Potem trafiłeś do Jastrzębia. Co się stało, że nagle w ciągu jednego roku, z przeciętnego zawodnika zostałeś najlepszym środkowym PlusLigi?
- Zagraliśmy dobry sezon. Mieliśmy fajną paczkę w Jastrzębiu, świetnie się rozumieliśmy na boisku i przede wszystkim po za nim. Wiele ugraliśmy przede wszystkim atmosferą, która była w zespole i która miała duży wpływ na nasze wyniki.
Więc dlaczego odszedłeś do ZAKSY? Nie kusiła cię gra w Lidze Mistrzów?
- To trudne pytanie. Cóż, poszedłem tam, gdzie mnie po prostu chcieli.
Nie wierzę, że w Jastrzębiu cię nie chcieli.
- Bardzo możliwe, ale losy tak się potoczyły i teraz gram w barwach zespołu z Kędzierzyna-Koźla.
Pozozmawiajmy chwilę o PlusLidze. Jak oceniasz szanse ZAKSY na zajęcie drugiego miejsca na koniec sezonu?
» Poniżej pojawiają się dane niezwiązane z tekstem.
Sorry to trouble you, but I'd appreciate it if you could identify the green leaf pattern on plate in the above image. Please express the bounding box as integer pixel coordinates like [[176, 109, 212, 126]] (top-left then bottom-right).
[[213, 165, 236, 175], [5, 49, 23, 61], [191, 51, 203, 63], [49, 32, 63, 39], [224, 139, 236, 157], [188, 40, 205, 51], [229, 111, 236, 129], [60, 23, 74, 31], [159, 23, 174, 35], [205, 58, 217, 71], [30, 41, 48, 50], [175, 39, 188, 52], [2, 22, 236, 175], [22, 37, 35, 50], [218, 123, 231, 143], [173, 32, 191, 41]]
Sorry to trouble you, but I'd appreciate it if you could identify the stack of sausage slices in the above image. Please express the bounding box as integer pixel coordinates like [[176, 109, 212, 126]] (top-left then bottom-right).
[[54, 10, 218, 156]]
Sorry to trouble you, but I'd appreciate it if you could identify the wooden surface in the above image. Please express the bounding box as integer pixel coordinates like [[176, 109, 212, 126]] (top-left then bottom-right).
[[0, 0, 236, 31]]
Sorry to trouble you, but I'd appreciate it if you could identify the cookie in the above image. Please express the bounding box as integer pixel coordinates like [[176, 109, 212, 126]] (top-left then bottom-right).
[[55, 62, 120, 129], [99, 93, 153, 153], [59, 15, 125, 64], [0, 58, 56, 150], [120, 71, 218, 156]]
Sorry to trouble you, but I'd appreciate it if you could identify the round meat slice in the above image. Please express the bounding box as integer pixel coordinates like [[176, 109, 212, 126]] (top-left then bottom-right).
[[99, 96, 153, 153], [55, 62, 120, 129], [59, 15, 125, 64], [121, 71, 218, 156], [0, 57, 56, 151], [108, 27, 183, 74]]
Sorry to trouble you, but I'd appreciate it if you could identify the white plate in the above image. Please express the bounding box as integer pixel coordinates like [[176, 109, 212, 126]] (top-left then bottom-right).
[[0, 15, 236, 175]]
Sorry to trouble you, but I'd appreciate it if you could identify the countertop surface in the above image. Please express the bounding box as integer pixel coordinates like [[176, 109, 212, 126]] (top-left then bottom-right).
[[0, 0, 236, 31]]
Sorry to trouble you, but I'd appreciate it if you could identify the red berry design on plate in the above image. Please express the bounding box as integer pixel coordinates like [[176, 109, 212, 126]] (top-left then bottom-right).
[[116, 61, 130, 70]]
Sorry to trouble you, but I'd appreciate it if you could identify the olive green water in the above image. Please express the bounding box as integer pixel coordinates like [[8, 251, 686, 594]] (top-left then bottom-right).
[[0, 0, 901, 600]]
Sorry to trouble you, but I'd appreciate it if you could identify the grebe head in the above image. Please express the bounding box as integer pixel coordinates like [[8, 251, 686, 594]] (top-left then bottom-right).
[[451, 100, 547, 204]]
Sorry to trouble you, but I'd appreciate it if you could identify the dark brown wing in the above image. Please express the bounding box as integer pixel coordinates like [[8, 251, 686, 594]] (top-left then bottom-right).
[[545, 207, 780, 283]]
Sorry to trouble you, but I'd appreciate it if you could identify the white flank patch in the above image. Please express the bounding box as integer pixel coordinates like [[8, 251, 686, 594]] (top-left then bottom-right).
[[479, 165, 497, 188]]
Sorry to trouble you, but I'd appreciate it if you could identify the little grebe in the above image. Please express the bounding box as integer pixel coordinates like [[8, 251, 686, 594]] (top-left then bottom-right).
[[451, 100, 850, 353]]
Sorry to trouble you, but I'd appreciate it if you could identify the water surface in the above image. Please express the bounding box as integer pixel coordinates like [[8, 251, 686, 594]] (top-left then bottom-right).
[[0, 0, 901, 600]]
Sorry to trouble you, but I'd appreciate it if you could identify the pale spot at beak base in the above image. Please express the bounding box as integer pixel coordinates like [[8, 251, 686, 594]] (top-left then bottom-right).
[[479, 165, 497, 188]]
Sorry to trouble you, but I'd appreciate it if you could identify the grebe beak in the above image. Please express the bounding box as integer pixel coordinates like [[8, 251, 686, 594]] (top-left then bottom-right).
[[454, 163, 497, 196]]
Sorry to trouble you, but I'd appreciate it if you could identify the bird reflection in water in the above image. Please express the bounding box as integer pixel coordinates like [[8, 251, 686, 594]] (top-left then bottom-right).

- A dlaczego drugiego, a nie pierwszego?
A czy Skrę da się pokonać? W turnieju finałowym Pucharu Polski zespół z Bełchatowa pokazał, że jest chyba poza zasięgiem rywali.
- Oczywiście, że Skrę da się pokonać. Każdą drużynę można pokonać. Na pewno nie odpuścimy! Będziemy walczyć do końca o najwyższe pozycję. Nie liczymy wcześniej, na którym miejscu możemy zakończyć rozgrywki, ciągle gramy o jak najwyższą lokatę.